Los detractores republicanos de Landry en el estado dicen que la carrera por el Senado es sólo otro ejemplo de cómo Landry ejerce bruscamente su púlpito de matón, desde su presión para conseguir que los grandes donantes respalden a Letlow hasta criticar a Cassidy en cualquier oportunidad. 

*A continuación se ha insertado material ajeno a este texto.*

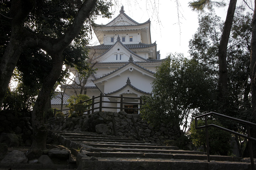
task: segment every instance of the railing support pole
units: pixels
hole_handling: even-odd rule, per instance
[[[205,116],[204,117],[205,121],[205,125],[207,126],[208,125],[207,123],[207,116]],[[208,127],[206,127],[206,150],[207,151],[207,162],[210,162],[210,147],[209,147],[209,134],[208,133]]]
[[[100,95],[100,112],[102,111],[102,93]]]
[[[94,96],[92,96],[92,112],[91,113],[93,113],[94,112]]]
[[[120,111],[123,111],[123,95],[121,95],[121,103],[120,103]]]
[[[248,124],[246,124],[246,129],[247,130],[247,136],[248,137],[248,146],[249,147],[249,153],[250,154],[250,158],[251,158],[251,164],[252,169],[253,170],[255,170],[255,168],[254,166],[254,160],[253,158],[253,154],[252,153],[252,147],[251,141],[251,140],[249,139],[249,138],[251,137],[251,133],[250,132],[250,127],[249,125]]]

Landry estuvo detrás de la decisión de 2024 de cambiar el sistema electoral del estado, que solía combinar a todos los candidatos en una única primaria en la que cualquier votante podía participar. El estado ahora utiliza primarias partidistas cerradas, lo que se parecía que sentaba las bases para derrotar a Cassidy, dada su impopularidad entre la base. Cassidy ahora debe ganarse a esos votantes, que acuden en masa a las primarias, sin poder depender de los votos de los demócratas y otros que han aumentado sus números en el pasado.

La campaña de Cassidy no respondió a una solicitud de comentarios.

A Letlow le vendría bien el impulso: su fondo de guerra asciende a menos de una cuarta parte del efectivo disponible de Cassidy. Pero sus oponentes han aprovechado la participación de Landry. Cassidy presentó una queja ante la FEC acusando al principal recaudador de fondos políticos de Landry de violaciones al financiamiento de campañas mientras se acercaba a los donantes en nombre de Letlow. Y Fleming ha acusado a Landry de estar detrás de millones de anuncios negativos que atacan su historial en materia de inmigración y su oposición al secuestro de carbono, un tema sobre el que ha hecho una intensa campaña. Landry y Courtney Guastella, su principal recaudadora de fondos, no abordaron las acusaciones públicamente y no respondieron a las solicitudes de comentarios.

Fleming, en una entrevista, dijo que los votantes “simplemente no se creen” los ataques en su contra, citando su posición en la carrera. Él y Landry se han enfrentado por su candidatura al Senado, y Fleming ha acusado al gobernador de bloquear sus intentos de acercarse a la Casa Blanca para hablar con Trump sobre su campaña.

Fleming también acusó a la campaña de Letlow de ofrecerle un trabajo a los Centros para el Control y la Prevención de Enfermedades para sacarlo de la carrera. La campaña de Letlow ha negado esa acusación.

“Esto demuestra que los desesperados que están por intentar que ella sea elegida”, dijo.

Y Landry mantiene algunos defensores en el Partido Republicano de Luisiana. Senador estatal. Alan Seabaugh dijo que no le molesta que Landry ejerza su influencia sobre el partido para afectar el resultado de la carrera por el Senado, o para vetar proyectos de ley como le plazca.

“Él es el gobernador. Esa es su autoridad”, afirmó. “¿Por qué Letlow? Él no quiere desesperadamente que Bill Cassidy sea reelegido”.

Kelsey Brugger contribuyó con el reportaje.